As the other answers describe, the top level elements of foo are arrays, so if you want to look at the values in them, you can use recursion:

 var foo = []; foo[0] = []; foo[1] = []; foo[0][0] = []; foo[0][1] = []; foo[1][0] = []; foo[1][1] = []; foo[0][0][0] = "kanon"; foo[0][0][1] = "JOJO"; foo[0][1][0] = "Dio"; foo[0][1][1] = "Sort"; foo[1][0][0] = "What"; foo[1][0][1] = "Gary"; foo[1][1][0] = "Tofu"; foo[1][1][1] = "bili"; var foo2 = ["JOJO","JOJO","mon","ti","JOJO"]; function isJOJO(x){ if(Array.isArray(x)){ return x.every(isJOJO); }else if(x === "JOJO"){ console.log(x + " is JOJO."); return true; }else{ console.log(x + " is not JOJO."); return false; } } console.log(foo.every(isJOJO)); console.log(foo2.every(isJOJO)); 

Answer 5

Javascript does not do multi-dimensional arrays per se. It does arrays of arrays to the nth degree. So in your case your foo is an array of arrays and each subarray is an array of arrays.

The values that get passed to your isJOJO function when you call foo.every(isJOJO) are therefore an array of arrays.
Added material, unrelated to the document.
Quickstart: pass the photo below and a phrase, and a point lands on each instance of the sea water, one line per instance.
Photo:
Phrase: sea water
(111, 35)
That is why it is not identical to "JOJO".

You will want to test if the value passed into the function is an array or not and if it is, to run: x.every(isJOJO).

Answer 6

The answer posted by Barmar explains in clear terms why the code doesn't work. Start there.

To recursively find elements in your multi-dimensional array, you can write a deepEvery function:

function deepEvery(array, condition) {
  const results = []

  for (let item of array) {
    if (Array.isArray(item)) {
      // Handle internal arrays with a recursive call:
      for (let subitem of deepEvery(item, condition)) results.push(subitem)

    } else {
      // Handle single items by testing the condition:
      if (condition(item)) results.push(item)
    }
  }

  return results
}

For example:

const array = [
  [
    ["foo", "bar"]
  ],
  [ "foo" ],
  "foo"
]

console.log(deepEvery(array, x => x === 'foo'))
# ['foo', 'foo', 'foo']